Una tensione che nel tempo aveva caratterizzato i suoi lavori, sempre più "estremi": ricchezza di dettagli funzionali alla storia ma anche truci, fin troppo espliciti (ce ne sono esempi anche nei tre cicli di Unknow, altra pietra miliare di Magnus) sia per le anatomie sconvolte dalla passione amorosa che dalla violenza dilaniante.

Quel che posso raccontare è il piacere di essere tornato a scorrere, a distanza di più di sedici anni, le tavole che rendono magnificamente lo stile e la passione di Magnus. Tavole gigantesche in cui niente è approssimato, niente è lasciato al caso, niente è troppo laterale per non meritare l'attenzione dell'autore e il suo acuto e continuo lavoro sui dettagli. I bianchi e i neri di Magnus, l'ho già detto ma penso lo capiate anche da soli, sono un'esperienza metafisica.
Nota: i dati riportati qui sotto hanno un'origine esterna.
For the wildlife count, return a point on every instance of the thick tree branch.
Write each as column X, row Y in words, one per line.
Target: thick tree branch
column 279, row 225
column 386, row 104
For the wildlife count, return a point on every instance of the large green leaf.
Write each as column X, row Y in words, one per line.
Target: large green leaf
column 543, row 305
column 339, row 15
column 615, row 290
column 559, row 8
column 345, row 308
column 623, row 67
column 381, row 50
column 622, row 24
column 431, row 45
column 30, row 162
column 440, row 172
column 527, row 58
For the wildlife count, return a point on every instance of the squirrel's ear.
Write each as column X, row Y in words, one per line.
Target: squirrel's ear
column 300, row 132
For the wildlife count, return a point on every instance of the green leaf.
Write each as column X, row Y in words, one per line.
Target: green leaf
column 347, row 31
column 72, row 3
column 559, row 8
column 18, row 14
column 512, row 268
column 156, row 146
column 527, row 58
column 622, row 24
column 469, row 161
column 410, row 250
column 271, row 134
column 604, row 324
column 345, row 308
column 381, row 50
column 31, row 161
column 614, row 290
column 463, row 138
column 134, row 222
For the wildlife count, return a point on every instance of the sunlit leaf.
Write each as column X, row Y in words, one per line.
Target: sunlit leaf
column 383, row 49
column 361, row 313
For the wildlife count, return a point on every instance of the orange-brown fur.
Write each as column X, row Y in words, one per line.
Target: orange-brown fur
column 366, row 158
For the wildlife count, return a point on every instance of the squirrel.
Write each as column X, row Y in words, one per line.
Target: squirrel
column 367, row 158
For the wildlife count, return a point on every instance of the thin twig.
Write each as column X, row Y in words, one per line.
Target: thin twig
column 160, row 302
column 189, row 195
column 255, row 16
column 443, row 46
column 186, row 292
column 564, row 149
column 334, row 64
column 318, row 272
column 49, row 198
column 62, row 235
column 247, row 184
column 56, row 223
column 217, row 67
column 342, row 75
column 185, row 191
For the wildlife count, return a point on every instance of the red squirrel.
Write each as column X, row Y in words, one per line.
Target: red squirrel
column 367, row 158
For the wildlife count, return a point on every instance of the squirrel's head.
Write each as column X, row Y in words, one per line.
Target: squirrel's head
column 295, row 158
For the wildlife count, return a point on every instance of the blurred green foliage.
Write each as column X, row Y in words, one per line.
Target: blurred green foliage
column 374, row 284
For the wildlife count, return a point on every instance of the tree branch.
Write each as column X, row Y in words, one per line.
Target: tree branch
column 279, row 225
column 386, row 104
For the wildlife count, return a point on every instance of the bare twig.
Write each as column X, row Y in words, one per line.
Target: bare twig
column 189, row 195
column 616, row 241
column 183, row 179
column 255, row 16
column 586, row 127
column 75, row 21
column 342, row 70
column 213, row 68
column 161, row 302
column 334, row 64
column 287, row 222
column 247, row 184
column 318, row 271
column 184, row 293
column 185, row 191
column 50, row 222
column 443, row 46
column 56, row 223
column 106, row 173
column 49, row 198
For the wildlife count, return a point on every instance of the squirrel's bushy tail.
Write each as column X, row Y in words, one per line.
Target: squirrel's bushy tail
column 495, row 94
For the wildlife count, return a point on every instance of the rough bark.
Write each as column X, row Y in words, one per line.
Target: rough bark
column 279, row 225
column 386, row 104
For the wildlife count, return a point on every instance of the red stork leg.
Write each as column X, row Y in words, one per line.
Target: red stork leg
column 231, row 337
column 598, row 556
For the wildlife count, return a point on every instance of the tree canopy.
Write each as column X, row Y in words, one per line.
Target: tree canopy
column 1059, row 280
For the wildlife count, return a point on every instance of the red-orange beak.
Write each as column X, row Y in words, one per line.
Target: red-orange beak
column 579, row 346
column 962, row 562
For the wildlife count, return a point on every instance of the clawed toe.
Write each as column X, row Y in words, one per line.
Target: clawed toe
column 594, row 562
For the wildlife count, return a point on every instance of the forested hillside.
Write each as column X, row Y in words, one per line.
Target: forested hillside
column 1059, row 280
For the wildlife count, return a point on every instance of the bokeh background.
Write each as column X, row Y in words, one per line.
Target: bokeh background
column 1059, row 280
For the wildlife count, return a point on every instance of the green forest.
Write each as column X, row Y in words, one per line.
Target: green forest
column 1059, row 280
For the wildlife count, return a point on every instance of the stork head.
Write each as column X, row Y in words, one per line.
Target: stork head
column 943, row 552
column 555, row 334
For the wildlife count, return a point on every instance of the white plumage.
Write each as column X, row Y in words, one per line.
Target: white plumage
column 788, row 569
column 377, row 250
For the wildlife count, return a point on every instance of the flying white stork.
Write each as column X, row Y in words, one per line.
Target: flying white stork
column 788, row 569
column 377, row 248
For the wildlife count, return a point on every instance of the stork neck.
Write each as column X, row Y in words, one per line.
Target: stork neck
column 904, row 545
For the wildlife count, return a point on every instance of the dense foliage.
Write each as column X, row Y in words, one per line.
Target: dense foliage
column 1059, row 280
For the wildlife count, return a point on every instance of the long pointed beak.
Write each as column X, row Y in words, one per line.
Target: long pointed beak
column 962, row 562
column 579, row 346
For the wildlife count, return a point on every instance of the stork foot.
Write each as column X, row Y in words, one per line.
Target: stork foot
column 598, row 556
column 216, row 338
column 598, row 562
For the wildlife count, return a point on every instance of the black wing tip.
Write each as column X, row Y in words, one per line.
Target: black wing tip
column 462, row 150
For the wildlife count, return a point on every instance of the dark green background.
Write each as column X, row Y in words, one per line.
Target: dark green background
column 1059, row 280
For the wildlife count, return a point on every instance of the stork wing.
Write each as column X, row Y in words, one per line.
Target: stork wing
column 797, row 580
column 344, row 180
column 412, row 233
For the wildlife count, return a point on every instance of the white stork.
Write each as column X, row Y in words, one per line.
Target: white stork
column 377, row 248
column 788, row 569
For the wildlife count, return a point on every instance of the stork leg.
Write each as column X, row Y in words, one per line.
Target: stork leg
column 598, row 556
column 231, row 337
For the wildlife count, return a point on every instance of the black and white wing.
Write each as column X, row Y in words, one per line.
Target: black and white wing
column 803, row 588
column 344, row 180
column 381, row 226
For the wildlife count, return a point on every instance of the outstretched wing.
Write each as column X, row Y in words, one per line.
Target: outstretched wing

Che nel texone si moltiplica da sola, grazie a un uso di linee minime che creano ricchissime trami e orditi. Una tappezzeria di segni in cui anche i bianchi hanno uno scopo esplicito, definiscono forme e accennano superfici.

Mi dispiace tantissimo che Roberto Raviola (piccolo e nasuto folletto del disegno) non ci sia più. Era un genio, un artista e aveva storie calde e noir da raccontare. Il suo Tex rimane un monumento al talento e all'opera di Magnus, che è comunque artista da ritrovare e rivivere. Credetemi.